Diamond Light Source, the UK’s national synchrotron science facility in the heart of Oxfordshire, scanned a collection of the Herculaneum scrolls owned by the Institut de France.

Using the powerful light source and special techniques experts have developed, the researchers will analyse two complete scrolls and four fragments.

After decades of effort, artefacts decoder Professor Brent Seales thinks the scans represent his team’s best chance yet to reveal the elusive contents of the ancient papyri.

Side view of an Herculaneum scroll
Side view of an Herculaneum scroll Side view of a Herculaneum scroll (The Digital Restoration Initiative, University of Kentucky/PA)

The scrolls, which resemble charred logs, were buried and carbonised by the eruption of Mount Vesuvius in 79 AD, which wiped out the nearby ancient city of Pompeii.

They are too fragile to unfurl and researchers say they represent the perfect storm of important content, massive damage, extreme fragility, and difficult-to-detect ink.

Prof Seales, director of the Digital Restoration Initiative at the University of Kentucky, said: “Diamond Light Source is an absolutely crucial element in our long-term plan to reveal the writing from damaged materials, as it offers unparalleled brightness and control for the images we can create, plus access to a brain trust of scientists who understand our challenges and are eager to help us succeed.

“Texts from the ancient world are rare and precious, and they simply cannot be revealed through any other known process.”

The famous papyri were discovered in 1752 in an ancient Roman villa near the Bay of Naples believed to belong to the family of Julius Caesar.

End view of an Herculaneum scroll (Diamond, the UK’s national synchrotron science/PA)
End view of an Herculaneum scroll (Diamond, the UK’s national synchrotron science/PA) End view of a Herculaneum scroll (The Digital Restoration Initiative, University of Kentucky/PA)

The majority of the 1,800 scrolls reside at the Biblioteca Nazionale di Napoli, although a few were offered as gifts to dignitaries by the King of Naples and ended up at the Bodleian Library at Oxford University, the British Library, and the Institut de France.

Last May, Prof Seales and a small team examined the two completely intact scrolls, along with four small fragments from scrolls unrolled in the late 1800s at Institut de France.

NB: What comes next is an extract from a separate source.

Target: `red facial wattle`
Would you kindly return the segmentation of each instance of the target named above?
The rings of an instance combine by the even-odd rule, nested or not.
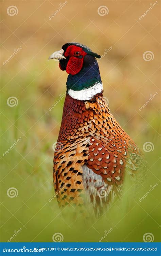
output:
[[[80,47],[75,45],[68,46],[65,54],[66,57],[69,57],[66,68],[67,72],[72,75],[77,74],[82,68],[84,57],[87,54]]]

All six items have been scanned at Diamond, and the data is now being analysed – a process that could take several months.

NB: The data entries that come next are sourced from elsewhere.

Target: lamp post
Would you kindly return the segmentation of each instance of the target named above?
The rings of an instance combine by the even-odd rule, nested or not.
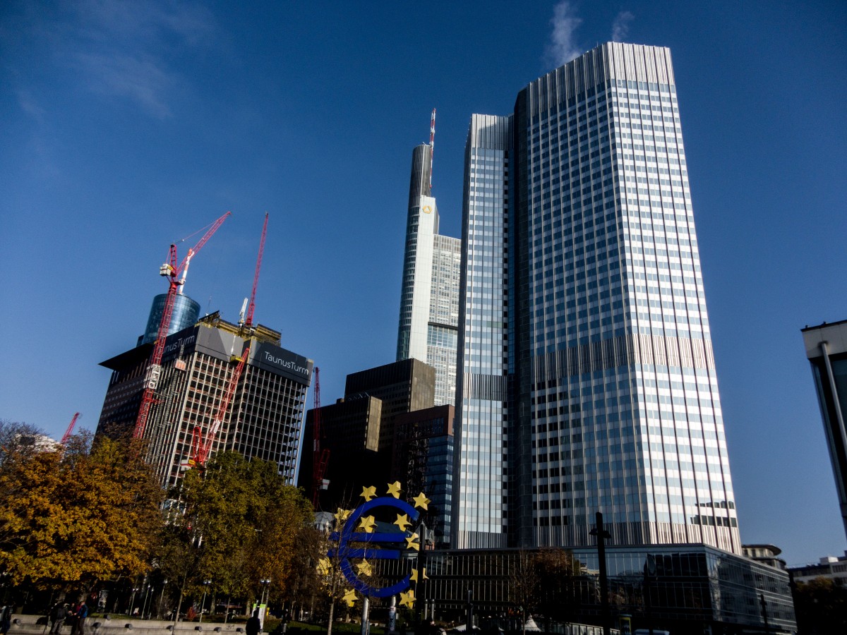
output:
[[[164,588],[168,586],[168,581],[165,580],[162,583],[162,594],[159,595],[159,607],[158,610],[156,611],[157,617],[162,617],[162,602],[164,600]]]
[[[603,621],[603,635],[610,635],[609,628],[609,583],[606,572],[606,540],[612,538],[603,528],[603,514],[598,511],[595,514],[596,525],[589,532],[597,538],[597,559],[600,560],[600,610]]]
[[[265,602],[266,602],[265,595],[268,594],[268,588],[270,587],[270,578],[269,577],[263,577],[261,580],[259,580],[259,584],[262,585],[262,601],[259,603],[259,606],[262,607],[262,606],[265,605]],[[264,623],[264,619],[263,619],[264,618],[264,610],[263,609],[261,610],[260,613],[261,613],[262,617],[263,617],[262,621],[263,621],[263,624]]]
[[[150,589],[152,588],[152,584],[148,584],[144,589],[144,600],[141,602],[141,619],[144,619],[144,616],[147,612],[147,598],[150,596]]]
[[[138,593],[141,590],[141,589],[140,589],[138,587],[133,587],[132,588],[132,595],[130,596],[130,610],[126,614],[130,617],[132,617],[132,606],[133,606],[133,605],[136,604],[136,594]]]
[[[650,631],[650,635],[653,635],[653,605],[652,598],[650,594],[650,586],[655,575],[656,557],[650,554],[647,554],[647,557],[644,561],[644,607],[647,613],[647,628]]]
[[[211,583],[211,580],[203,580],[203,599],[200,600],[200,619],[197,621],[198,624],[203,621],[203,607],[206,606],[206,593],[209,590],[209,584]]]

The four fragments contain many layers and feature visible, exposed writing on the top, which will provide key data needed to develop the next iteration of the team’s “virtual unwrapping” software pipeline.

This is an algorithm that will enable the visualisation of carbon ink.

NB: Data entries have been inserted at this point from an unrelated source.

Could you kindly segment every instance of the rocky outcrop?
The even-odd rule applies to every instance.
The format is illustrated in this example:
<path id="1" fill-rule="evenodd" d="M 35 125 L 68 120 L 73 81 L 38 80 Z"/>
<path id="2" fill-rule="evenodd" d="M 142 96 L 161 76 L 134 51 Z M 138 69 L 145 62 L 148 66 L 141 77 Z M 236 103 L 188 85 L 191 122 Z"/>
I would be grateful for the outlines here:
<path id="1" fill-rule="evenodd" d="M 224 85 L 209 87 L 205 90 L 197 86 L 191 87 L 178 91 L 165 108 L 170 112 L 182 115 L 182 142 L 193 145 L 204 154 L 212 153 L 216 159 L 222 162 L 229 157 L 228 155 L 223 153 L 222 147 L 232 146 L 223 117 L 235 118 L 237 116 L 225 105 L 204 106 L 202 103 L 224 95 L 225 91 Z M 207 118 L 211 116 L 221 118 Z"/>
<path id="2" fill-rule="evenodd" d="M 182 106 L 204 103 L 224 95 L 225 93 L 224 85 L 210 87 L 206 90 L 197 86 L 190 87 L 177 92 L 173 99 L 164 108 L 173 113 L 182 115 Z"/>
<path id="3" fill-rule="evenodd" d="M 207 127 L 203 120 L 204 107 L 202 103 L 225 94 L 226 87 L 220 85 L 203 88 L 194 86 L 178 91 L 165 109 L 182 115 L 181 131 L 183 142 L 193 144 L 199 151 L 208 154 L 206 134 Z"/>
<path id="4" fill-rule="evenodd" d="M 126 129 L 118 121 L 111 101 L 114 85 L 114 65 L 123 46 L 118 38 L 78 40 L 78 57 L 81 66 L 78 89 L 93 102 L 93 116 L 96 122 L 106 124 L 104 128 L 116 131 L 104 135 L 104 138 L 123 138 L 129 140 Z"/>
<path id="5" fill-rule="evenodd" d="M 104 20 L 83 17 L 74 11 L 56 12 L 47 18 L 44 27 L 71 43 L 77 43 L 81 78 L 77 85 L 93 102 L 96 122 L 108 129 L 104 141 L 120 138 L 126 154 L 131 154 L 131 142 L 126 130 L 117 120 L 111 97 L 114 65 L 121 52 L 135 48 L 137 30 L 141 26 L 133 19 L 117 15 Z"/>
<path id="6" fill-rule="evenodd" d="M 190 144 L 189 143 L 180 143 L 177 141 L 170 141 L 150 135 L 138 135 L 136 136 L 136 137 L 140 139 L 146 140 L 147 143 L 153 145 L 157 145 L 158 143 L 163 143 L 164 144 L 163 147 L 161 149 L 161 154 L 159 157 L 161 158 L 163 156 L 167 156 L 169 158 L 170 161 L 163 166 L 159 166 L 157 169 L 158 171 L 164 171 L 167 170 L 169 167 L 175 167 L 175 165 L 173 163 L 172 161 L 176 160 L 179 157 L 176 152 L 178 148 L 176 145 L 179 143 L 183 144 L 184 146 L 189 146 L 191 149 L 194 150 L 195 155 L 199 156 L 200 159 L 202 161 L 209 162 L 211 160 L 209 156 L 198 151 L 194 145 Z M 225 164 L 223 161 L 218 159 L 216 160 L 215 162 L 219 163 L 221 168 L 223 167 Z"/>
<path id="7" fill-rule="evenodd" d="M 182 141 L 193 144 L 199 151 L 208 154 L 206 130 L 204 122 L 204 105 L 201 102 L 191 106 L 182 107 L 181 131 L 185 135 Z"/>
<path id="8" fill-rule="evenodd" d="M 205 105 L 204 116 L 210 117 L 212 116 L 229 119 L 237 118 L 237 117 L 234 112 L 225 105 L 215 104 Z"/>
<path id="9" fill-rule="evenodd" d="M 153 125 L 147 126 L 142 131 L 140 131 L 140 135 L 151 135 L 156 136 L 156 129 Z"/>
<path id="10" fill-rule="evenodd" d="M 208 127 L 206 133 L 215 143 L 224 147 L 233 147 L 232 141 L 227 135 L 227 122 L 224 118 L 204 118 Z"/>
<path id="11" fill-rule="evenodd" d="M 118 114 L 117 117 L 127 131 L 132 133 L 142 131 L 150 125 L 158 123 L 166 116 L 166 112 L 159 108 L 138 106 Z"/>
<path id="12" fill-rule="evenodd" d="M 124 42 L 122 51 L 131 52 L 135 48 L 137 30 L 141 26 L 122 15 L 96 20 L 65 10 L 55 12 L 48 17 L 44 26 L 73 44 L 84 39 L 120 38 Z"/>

Prof Seales says the use of carbon ink is one of the main reasons these scrolls have evaded deciphering.

Unlike metal-based inks, its density is similar to that of the carbonised papyrus on which it sits, and therefore appears invisible in X-rays.

One of four fragments from the Herculaneum Scrolls (Diamond, the UK’s national synchrotron science facility/PA)
One of four fragments from the Herculaneum Scrolls (Diamond, the UK’s national synchrotron science facility/PA) One of four fragments from the Herculaneum Scrolls (Courtesy of The Digital Restoration Initiative, University of Kentucky/PA)

Prof Seales said: “We do not expect to immediately see the text from the upcoming scans, but they will provide the crucial building blocks for enabling that visualisation.

“First, we will immediately see the internal structure of the scrolls in more definition than has ever been possible, and we need that level of detail to ferret out the highly compressed layers on which the text sits.”

The technology amplifies the ink signal recognising exactly where the ink is using photographs of opened fragments.

It can then be used on data from the still-rolled scrolls, identify the hidden ink, and make it more prominently visible to any reader, Prof Seales explained.

The I12 beamline or JEEP (Joint Engineering, Environmental, and Processing) beamline, at Diamond is a high energy X-ray beamline for imaging, diffraction and scattering.

Dr Thomas Connolley, the principal Beamline scientist, said : “We are very excited to work with the research team, playing our part in what we hope will be a major step forward in unlocking the secrets that the scrolls contain.”